Mr Magri says the Federal Government first started moves to end self-rule in the midst of the global financial crisis, when tourism revenue crashed 37 per cent and the island “suffered short-term cash flow” problems.
He says the island shouldn’t be judged on a time when everyone was in the doldrums, particularly as, he claims, Canberra didn’t provide Norfolk Islanders with the assistance doled out to mainlanders.
Islanders have long said they have been dealt an unfair hand. The lucrative fishing rights around the island do not belong to them. While damning assessments of healthcare and infrastructure are more Canberra’s than Norfolk’s fault, says Mr Magri.
“Our pre-existing health arrangements far exceeded anything in rural and regional Australia [but] as a direct result of the changes in Government there will be a reduction in health services,” he says.
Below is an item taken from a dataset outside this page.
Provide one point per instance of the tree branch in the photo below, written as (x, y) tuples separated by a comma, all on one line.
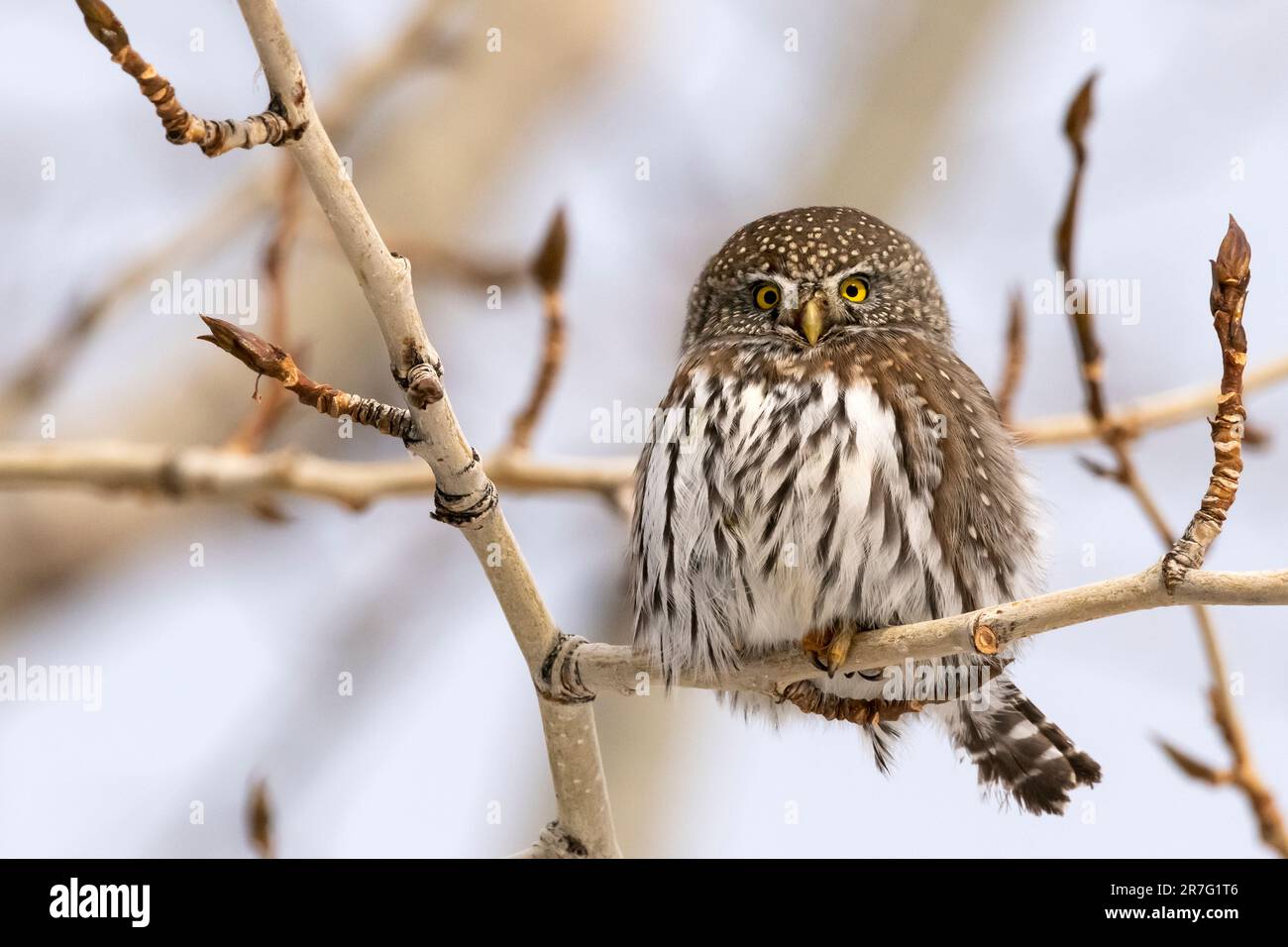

He points to a 23-bed hospital on the island that is effectively closed due to the lack of staff.
‘BROKE MY HEART’
Although the island’s assembly was only officially shut down last year, Mr Magri says the Federal Government has essentially controlled the island’s purse strings since 2010, including road maintenance. The pot holes are as much Canberra’s failing.
“It’s this type of garbage coming out of Canberra that makes having any rational discussion about government almost impossible.”
A report of the island’s finances in 2009 by auditors KPMG found the coffers were forecast to be in the black but money for infrastructure improvements was heavily dependent on tourist numbers recovering to their previous highs. They haven’t and far more than the current 26,000 annual tourists could be accommodated, if only they turned up. Cruise ships, which could bring in lucrative tourist dollars, are unable to dock due to the inadequate port.
Pro self-rulers are pinning their hopes on a plea to the United Nations to be recognised as a non-self-governing territory.
Effectively preserving the status quo, it would enshrine Norfolk Island’s status in a similar way that the relationship between the Cook Islands and New Zealand has been formalised.
But Ms Brodtmann says Norfolk Islanders are missing out by not being closer to the motherland.
“What broke my heart is that I have been to many openings of new schools and libraries funded by the Federal Government and they missed out on all of that because they’re not part of our system.
“[This is] not about attacking the rights of people living on the island but I agree wholeheartedly with the implementation of these reforms,” she said.
“The reforms are the best way to preserve the rights, culture and welfare of Norfolk Island.”